The counterintuitive conclusion was attributed to regular red wine consumption by the French.
Almost immediately after that episode aired, many Americans dashed out to purchase red wines, eventually settling on merlot because it wasn’t as stringent as was cabernet. And almost immediately after that, growers throughout California began to feverishly plant merlot grapes, notably in some regions in which the variety doesn’t grow very well.
By 1996, California was awash in merlot grapes. We had reached 58,000 acres of them, a huge percentage planted in the wrong soils and in the wrong climates, making particularly uninteresting red wines.
It led the main character in the film “Sideways” to disparage all merlots, which wasn’t fair to the grape.

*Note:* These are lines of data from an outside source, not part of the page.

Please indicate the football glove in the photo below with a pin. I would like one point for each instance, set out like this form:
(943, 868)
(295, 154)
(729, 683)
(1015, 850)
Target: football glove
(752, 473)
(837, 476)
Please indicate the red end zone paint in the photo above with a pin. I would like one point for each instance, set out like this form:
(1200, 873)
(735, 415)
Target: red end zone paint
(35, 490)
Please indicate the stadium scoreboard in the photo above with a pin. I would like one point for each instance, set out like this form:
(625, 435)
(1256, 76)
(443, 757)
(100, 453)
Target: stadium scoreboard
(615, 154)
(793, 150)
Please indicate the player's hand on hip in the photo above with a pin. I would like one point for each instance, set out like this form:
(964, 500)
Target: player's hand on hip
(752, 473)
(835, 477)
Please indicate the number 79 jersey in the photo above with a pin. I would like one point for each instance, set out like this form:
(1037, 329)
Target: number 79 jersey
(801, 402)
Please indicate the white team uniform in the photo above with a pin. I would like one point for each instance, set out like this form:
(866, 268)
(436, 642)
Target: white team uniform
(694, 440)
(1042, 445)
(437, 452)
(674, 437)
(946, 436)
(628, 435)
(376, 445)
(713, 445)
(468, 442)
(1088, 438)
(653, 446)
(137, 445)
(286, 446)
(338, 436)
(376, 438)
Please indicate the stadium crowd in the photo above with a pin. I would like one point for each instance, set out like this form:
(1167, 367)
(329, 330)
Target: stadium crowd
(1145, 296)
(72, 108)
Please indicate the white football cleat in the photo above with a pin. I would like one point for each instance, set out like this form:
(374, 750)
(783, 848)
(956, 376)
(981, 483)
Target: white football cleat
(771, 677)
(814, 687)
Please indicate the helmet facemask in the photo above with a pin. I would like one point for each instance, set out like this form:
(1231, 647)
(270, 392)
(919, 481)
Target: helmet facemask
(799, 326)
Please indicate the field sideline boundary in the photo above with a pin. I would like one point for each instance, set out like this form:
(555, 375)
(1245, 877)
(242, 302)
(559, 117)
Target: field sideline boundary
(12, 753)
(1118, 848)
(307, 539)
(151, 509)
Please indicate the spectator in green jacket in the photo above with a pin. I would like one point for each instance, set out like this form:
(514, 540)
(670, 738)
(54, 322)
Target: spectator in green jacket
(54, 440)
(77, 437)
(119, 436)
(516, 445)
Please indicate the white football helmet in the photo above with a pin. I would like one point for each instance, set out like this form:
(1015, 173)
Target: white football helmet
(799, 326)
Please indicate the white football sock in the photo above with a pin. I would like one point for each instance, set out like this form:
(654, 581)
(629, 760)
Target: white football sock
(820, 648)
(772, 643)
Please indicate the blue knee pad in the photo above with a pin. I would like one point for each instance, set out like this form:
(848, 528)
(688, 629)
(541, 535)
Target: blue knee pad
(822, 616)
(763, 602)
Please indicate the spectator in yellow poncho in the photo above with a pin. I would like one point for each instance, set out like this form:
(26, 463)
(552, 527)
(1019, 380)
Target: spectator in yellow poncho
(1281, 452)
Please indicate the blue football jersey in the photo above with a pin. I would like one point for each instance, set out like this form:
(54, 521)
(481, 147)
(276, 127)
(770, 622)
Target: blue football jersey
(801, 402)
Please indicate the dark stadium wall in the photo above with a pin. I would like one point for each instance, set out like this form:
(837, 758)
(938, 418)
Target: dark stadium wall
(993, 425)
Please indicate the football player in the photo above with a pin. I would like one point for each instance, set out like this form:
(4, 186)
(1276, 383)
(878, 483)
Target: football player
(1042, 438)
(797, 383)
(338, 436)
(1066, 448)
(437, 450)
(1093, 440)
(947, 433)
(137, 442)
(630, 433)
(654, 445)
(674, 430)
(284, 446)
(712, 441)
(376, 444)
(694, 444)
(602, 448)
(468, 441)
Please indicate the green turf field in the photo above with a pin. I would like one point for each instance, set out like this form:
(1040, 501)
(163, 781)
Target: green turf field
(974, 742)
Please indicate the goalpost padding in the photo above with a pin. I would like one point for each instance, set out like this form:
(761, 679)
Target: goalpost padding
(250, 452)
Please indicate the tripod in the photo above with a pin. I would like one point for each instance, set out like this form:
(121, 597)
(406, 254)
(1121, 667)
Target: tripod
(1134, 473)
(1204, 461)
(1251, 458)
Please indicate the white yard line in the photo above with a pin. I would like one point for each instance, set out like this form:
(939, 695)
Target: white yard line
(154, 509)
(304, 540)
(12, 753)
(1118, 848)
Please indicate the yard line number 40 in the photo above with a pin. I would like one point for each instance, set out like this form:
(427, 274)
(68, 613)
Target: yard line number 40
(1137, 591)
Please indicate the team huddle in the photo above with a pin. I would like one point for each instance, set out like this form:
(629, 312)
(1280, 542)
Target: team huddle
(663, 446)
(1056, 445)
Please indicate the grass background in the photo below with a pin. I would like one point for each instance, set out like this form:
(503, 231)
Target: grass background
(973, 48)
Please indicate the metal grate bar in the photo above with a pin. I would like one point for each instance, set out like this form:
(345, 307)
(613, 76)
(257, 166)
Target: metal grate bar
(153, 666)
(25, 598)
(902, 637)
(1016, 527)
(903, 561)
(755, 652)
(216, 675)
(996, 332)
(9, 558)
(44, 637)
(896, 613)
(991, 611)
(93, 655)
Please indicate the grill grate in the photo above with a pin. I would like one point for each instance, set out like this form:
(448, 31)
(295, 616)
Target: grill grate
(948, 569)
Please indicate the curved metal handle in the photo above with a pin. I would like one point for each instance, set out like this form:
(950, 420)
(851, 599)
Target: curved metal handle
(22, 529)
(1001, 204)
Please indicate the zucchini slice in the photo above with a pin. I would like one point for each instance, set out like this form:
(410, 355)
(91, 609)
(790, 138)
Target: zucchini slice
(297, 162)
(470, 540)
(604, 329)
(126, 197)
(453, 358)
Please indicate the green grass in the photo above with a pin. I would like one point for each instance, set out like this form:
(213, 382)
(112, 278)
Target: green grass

Fast-forward to today. The majority of the poor-quality merlot grapes that were planted in the early 1990s have mostly been removed, with some of that land converted to growing other varieties. Along with that removal of merlot was the sad conversion of some excellent cooler-climate merlot grapes.
Today, California has only about 35,000 acres of the variety, much of it planted in the right soils and climates to make a fine wine. But obviously, it’s insufficient to meet the demands of wineries that need quality merlot.
And growers face a dilemma. Some would like to plant more merlot to meet the demand of wineries that need it, but they also fear that too much additional merlot acreage could collapse prices.
That would be a benefit to wineries, of course, but growers cannot afford to be making long-term plans with the possibility of short-term disaster.
How does this affect the price of merlot wines that are on the shelf? Not much, notably if you are in the market for a great quality merlot at a fair price.
There are dozens of high-caliber red wines that are either marketed as merlot or contain that variety as part of a blend that sell for $12 to $20.
Our Wine of the Week is a steal.
Wine of the Week
2018 La Storia Merlot, Alexander Valley, Estate Bottled, “Block 500” ($34): Even at this price, this superb red wine from Trentadue in Geyserville, California, is a terrific value—loads of black cherry fruit with traces of black olives and anise in the finish; it gets better with aeration and will be best in three to six more years. Bottle Barn in Santa Rosa, California, has this wine for $19.99, and shipping costs are reasonable.